The following dialogue between Mercedes Eng and Fred Moten is excerpted from the new edition of Eng’s Mercenary English, which documents – among many things – the resistance to the gentrification of Vancouver's Downtown Eastside, historically a working-class neighbourhood that includes many of the city’s historic and living communities of colour.
FRED MOTEN: So, by way of the afterword you wrote, “there goes the neighbourhood!”, I wonder where neighbourhoods go. Where does the neighbourhood go? And then it’s like how does the neighbourhood go in your poetry? Go, here, means live. How does the neighbourhood, this confluence of people and place, the place the people make in their living and in their collaborative and never individuated mattering, live/go (move) in your poetry?
MERCEDES ENG: I see the neighbourhood as the people, people who live in a particular place yes, and for some neighbourhood means location but to me a neighbourhood is the people in a specific geography that give that area its character. Now the neighbourhood (people) is being displaced by a new neighbourhood (people) occupying the physical space of the Downtown Eastside (DTES). How does the hood live in my poetry? “how it is,” a poem now in its tenth year, continues to record the violence in the DTES caused by racism and real-estate development. I have a duty, also I think, a right, to bear witness and document.

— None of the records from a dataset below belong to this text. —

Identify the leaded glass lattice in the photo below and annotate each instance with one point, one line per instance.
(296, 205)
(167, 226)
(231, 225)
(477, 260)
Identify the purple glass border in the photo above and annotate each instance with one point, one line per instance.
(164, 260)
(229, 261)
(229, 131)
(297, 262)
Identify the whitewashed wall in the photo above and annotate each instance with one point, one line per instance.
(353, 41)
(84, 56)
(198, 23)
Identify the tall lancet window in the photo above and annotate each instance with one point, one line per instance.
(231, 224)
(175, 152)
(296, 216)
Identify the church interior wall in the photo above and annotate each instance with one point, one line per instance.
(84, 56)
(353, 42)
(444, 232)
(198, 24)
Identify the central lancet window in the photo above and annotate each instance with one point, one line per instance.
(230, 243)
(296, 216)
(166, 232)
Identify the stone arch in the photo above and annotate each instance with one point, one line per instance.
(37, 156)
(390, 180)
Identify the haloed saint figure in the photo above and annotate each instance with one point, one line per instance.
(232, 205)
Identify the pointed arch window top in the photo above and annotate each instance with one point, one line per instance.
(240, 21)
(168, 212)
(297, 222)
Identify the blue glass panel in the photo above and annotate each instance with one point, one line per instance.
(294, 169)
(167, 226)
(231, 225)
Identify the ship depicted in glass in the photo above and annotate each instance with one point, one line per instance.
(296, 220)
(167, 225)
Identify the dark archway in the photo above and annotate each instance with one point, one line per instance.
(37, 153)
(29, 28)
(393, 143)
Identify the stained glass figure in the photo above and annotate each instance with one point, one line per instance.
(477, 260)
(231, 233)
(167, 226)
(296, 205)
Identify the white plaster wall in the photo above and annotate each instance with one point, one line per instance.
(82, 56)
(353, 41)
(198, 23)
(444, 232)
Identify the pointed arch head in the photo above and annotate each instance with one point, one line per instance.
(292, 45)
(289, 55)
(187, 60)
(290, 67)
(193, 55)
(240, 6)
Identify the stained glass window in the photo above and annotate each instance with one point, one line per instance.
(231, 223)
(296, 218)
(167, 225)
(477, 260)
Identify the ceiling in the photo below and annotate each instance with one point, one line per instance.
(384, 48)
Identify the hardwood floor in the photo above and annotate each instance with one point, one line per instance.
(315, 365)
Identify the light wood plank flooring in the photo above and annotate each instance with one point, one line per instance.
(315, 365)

FM: This connection between right and duty is cool and seems absolute to me and follows from that sense of the neighbourhood being the people, you and your women holding each other up, the hard and brutal but also beautiful life of the neighbourhood that is given so amazingly in the “autocartography” section of Mercenary English, which intersperses “how it is,” which is like the neighbourhood’s constantly changing map, with poems that feel not just autobiographical in the strictly personal sense but something like an autobiography of the neighbourhood as it goes and is made to go. Whenever you use the word “I” it’s not just you and wherever you go the neighbourhood goes with you.
ME: This idea that the neighbourhood goes with me wherever I go reminded me of something I wrote about ten years ago, as I was theorizing my body as a space, as frontier, and as contact zone: My body is the frontier and the contact zone. It’s bruised, it’s scarred. In a physical sense I seem not to know where my body ends and the rest of the world begins. At work as a waitress, it is as if I fight the barrier of class physically. I war while I work, as if banging into the tables of these lawyers I serve will create a bigger space for working class/female/ not white me. In another sense my body was a contact zone, a frontier, as a vehicle of sex work. My clients came to the frontier of poor spatiality in two ways. The male interloper enters the physical geography of the Downtown Eastside, Canada’s poorest postal code, a space I’m allowed to be in because he needs me there to service him. Once the location becomes economically desirable, my space will disappear. Then he enters the physical geography, the body of the woman he rents, mine, which is not just what it is—a space to be neocolonized—because of where it is (the ghetto)—but also because her body, mine, is already written as a site of exploitation because it’s female, because it’s not white. Not that every girl on low track was not white. But so many of them were not. I no longer work the stroll. I don’t stand at Dunlevy and Hastings til the early morning picking up dates outside the funeral parlour where my grandparents were shown, I don’t pick up condoms and lube and the new bad date sheet as part of my routine anymore. But because it’s my body, because it’s where I live, I still carry the frontier, the contact zone, with me wherever I go.